Director: Bruno Barreto
Reaching for the Moon is a lush, erotic and mature drama chronicling several years (we’re uncertain how long, but it’s temporal disorientation is intentional) in the relationship of the American poet Elizabeth Bishop and the Brazilian architect Lota de Macedo Soares. Bishop is played is a complex and moving performance by Miranda Otto, with a strong, commanding performance by Gloria Pires as her lover. Bishop leaves New York City, seeking inspiration she visits her former college classmate Mary (Tracey Middendorf) for a few days in Rio, a city Bishop initially says reminds her of Mexico City crossed with Miami.
Otto is stunning as Bishop, who leaves New York, suggesting a little loss every day is important for the soul. Feeling alien from a young age (growing up as orphan) she falls sick in Rio, extending her visit.
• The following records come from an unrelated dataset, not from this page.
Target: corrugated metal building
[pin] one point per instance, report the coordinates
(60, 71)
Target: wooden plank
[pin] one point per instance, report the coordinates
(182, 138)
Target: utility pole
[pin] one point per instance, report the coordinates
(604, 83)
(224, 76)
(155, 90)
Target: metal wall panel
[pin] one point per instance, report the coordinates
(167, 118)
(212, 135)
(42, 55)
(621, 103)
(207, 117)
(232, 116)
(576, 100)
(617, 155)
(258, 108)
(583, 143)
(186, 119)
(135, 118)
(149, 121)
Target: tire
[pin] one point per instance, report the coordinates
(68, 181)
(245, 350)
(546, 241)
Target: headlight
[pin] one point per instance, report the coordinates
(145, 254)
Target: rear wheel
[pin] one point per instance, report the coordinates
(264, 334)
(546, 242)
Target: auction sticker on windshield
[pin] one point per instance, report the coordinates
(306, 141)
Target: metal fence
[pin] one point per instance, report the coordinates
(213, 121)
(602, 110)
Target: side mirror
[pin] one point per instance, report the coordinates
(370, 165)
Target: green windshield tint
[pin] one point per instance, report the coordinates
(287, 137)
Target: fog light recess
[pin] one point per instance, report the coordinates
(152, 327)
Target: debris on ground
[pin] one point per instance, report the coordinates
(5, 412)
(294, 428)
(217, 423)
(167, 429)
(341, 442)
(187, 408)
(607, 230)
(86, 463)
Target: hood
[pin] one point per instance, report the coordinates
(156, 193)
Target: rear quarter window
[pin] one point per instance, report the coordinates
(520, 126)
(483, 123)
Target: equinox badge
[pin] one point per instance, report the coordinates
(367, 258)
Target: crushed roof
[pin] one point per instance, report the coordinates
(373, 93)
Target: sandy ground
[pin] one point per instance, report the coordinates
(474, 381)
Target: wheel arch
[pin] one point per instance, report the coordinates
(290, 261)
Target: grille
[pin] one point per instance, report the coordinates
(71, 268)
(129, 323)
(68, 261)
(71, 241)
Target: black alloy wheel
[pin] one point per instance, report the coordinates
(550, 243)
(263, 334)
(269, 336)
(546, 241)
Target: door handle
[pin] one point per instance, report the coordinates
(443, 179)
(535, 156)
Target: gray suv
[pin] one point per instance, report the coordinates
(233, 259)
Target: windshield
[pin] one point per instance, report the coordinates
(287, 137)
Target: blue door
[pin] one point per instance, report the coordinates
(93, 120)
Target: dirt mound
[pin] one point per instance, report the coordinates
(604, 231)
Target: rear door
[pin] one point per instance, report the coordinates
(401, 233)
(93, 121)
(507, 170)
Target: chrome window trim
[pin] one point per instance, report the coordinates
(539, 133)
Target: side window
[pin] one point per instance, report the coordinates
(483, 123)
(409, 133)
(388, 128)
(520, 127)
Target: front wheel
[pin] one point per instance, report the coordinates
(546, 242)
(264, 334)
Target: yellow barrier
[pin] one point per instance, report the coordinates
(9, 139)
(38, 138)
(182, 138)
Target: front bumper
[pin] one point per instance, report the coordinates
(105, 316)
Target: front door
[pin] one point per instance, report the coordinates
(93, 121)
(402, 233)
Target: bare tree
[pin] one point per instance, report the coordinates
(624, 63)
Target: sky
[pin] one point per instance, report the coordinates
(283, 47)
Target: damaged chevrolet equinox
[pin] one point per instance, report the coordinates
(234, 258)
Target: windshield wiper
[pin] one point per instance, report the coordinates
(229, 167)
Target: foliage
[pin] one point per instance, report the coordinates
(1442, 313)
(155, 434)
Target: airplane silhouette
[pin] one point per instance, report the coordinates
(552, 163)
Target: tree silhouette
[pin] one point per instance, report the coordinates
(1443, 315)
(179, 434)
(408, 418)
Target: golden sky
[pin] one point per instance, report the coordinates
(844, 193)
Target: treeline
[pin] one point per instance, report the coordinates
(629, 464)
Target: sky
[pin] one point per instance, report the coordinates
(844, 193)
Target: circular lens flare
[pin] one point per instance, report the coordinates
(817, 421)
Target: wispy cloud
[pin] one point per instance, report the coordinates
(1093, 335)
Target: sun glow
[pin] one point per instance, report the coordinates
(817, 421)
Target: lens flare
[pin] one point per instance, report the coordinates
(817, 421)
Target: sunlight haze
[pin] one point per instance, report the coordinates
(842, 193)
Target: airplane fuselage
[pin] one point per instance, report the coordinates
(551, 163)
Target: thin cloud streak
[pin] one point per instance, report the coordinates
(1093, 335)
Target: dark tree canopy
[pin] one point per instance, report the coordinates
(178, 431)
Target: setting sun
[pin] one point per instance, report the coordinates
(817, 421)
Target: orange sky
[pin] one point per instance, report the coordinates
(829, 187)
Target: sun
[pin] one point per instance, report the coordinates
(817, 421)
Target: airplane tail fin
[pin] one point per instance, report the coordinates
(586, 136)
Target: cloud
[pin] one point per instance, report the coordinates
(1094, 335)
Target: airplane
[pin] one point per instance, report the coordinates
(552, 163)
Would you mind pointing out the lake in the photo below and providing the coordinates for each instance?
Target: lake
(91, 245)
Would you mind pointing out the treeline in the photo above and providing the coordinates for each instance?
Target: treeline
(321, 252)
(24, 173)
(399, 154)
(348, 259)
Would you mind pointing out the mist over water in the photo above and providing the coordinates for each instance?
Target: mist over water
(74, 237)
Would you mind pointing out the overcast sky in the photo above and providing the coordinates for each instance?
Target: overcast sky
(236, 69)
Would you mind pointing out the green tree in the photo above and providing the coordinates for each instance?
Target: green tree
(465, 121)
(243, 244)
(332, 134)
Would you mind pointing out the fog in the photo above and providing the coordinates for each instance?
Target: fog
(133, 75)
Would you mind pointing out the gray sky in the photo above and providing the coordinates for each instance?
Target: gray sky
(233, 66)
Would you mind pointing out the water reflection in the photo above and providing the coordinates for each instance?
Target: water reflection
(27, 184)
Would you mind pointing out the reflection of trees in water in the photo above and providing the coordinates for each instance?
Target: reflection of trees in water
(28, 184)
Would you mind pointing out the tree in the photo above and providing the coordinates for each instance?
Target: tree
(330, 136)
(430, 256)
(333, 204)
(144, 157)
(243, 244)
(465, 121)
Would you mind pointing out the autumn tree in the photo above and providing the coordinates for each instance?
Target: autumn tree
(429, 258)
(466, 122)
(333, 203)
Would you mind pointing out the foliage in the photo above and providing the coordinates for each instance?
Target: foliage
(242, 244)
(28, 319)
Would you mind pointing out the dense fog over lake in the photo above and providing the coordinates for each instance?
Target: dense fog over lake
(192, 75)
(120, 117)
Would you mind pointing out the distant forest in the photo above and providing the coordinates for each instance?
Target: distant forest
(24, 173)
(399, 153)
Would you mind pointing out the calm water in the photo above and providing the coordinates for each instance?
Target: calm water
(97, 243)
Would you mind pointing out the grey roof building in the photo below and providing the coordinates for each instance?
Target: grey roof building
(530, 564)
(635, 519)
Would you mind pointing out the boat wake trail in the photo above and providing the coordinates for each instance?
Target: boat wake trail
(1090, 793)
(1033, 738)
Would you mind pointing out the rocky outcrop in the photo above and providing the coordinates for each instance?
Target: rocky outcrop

We learn Mary and Elizabeth had been attracted to each other and the words did not exist for them to confirm suspicions, so they continued without the vocabulary for sexual liberation. It is only in Rio she comes into her own, seduced by Lota, who bulldozes a mountain to build her the proper studio she never had in New York.
Bishop finds herself interjecting in an established relationship, with different objectives than her friend Mary. Bishop becomes an “aunt” to Mary’s adopted child (Lota agrees to an adoption to keep her two lovers happy, and more importantly on site). Bishop finds success and ultimately pain — she goes from a lightweight casual drinker to an alcoholic in the second and third acts, returning to New York as a coup d’état forces change in Brazil. This frustrates Lota with her boundless ambitious as she constructs the once endangered (now a World Heritage Site) Flamingo Park. In New York, Bishop finds herself at a loss — she teaches, but sadly cannot seem to find happiness, which for her, always seems within reach, but never fully grasped.
The script (by Matthew Chapman and Julie Sayres) is imperfect, lacking subtly in its dialogue, however Bruno Barreto’s direction, including his use of music, atmosphere and the absolutely gorgeous compositions from cinematographer Mauro Pinheiro Jr., are intoxicating, elevating what may have been a straight forward psychological drama into realm of fairy tale. Barreto handles the complex dramatic material often with the light touch of his comedies Basa Nova and View from the Top — here he’s doing what he does best. Reaching for the Moon is a gorgeous, intoxicatingly beautiful drama, with strong performances from our leads.